But two months after getting permanent residence, he returned to China and stayed for seven weeks.
In 2019, he was convicted of assault with intent to injure and threatening to kill or commit grievous bodily harm and has since been charged with receiving stolen property.
The Immigration and Protection Tribunal ruled it could not hear his appeal until he was served with a deportation liability notice, but it detailed the accusations against him.
“In 2018 and 2019, the Refugee Status Unit (RSU) became concerned that [he] may have been facilitating fraudulent refugee claims after he had been observed visiting the unit’s office on a regular basis and taking multiple blank claim forms,” it said in its decision.
“Thereafter, the Refugee Status Unit received a number of what appeared to be templated claims from Chinese nationals who provided an address, phone number and email address which the appellant had used previously.”
They either did not attend interviews or were identified as having lodged false claims.
“One such person indicated that they had simply paid someone to get a work visa and were unaware that they had claimed refugee status,” the RSU decision said.
“In March 2020, the Refugee Status Unit was made aware of a notice in simplified Chinese placed on a notice board at a tertiary education institute in New Zealand by a person stating they were a male, permanent resident, aged 33 years who was willing to sponsor a woman to immigrate through a ‘business marriage’.”
The phone number was the same as the man’s passenger arrival card contact details and he was also aged 33 at the time.
The man told the RSU he still needed protection because of his religion, and had returned to China to see his mother who was in danger from Covid-19.
But the RSU cancelled its recognition of him as a refugee, finding “that the evidence ‘strongly suggests’ that the appellant was involved in fraud relating to the refugee and protection system in New Zealand.

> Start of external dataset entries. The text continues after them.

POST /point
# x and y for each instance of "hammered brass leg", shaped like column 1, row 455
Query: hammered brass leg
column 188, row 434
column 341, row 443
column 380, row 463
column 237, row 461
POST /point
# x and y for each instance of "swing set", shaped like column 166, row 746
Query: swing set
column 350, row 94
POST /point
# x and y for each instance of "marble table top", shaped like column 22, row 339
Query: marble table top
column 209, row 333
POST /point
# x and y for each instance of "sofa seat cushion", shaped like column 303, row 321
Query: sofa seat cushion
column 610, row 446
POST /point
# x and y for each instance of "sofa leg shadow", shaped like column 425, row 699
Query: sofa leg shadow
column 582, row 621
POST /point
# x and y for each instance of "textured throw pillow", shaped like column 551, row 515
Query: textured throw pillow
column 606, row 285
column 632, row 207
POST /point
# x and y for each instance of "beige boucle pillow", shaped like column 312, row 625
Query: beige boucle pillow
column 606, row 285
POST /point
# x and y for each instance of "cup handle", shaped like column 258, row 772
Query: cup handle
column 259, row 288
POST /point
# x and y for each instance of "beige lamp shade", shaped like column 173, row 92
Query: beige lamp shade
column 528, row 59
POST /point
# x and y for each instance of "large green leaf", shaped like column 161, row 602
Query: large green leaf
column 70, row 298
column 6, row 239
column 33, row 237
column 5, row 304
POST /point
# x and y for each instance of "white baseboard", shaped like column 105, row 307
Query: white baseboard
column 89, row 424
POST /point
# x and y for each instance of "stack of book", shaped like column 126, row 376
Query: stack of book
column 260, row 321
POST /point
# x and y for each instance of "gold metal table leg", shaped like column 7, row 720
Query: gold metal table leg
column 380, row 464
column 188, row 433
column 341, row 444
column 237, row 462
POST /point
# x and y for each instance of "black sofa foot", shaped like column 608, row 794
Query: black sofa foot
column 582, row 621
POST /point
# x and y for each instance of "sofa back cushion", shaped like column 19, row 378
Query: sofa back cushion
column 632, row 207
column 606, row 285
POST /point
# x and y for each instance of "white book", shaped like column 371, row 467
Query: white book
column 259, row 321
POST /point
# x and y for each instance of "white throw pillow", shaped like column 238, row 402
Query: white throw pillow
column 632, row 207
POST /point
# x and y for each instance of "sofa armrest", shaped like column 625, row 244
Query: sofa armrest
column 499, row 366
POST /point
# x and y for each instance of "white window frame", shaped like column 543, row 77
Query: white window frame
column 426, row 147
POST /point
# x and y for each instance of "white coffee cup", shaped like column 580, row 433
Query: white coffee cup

When this was considered against his multiple returns to China, and that five of these six returns occurred prior to the outbreak of Covid-19 in China, a refugee and protection officer was satisfied that [he] may have falsely represented that he was a genuine Christian convert who had been detained and warned in the circumstances that he had claimed”.
His returns without incident to China showed he had no adverse profile with authorities there, it said.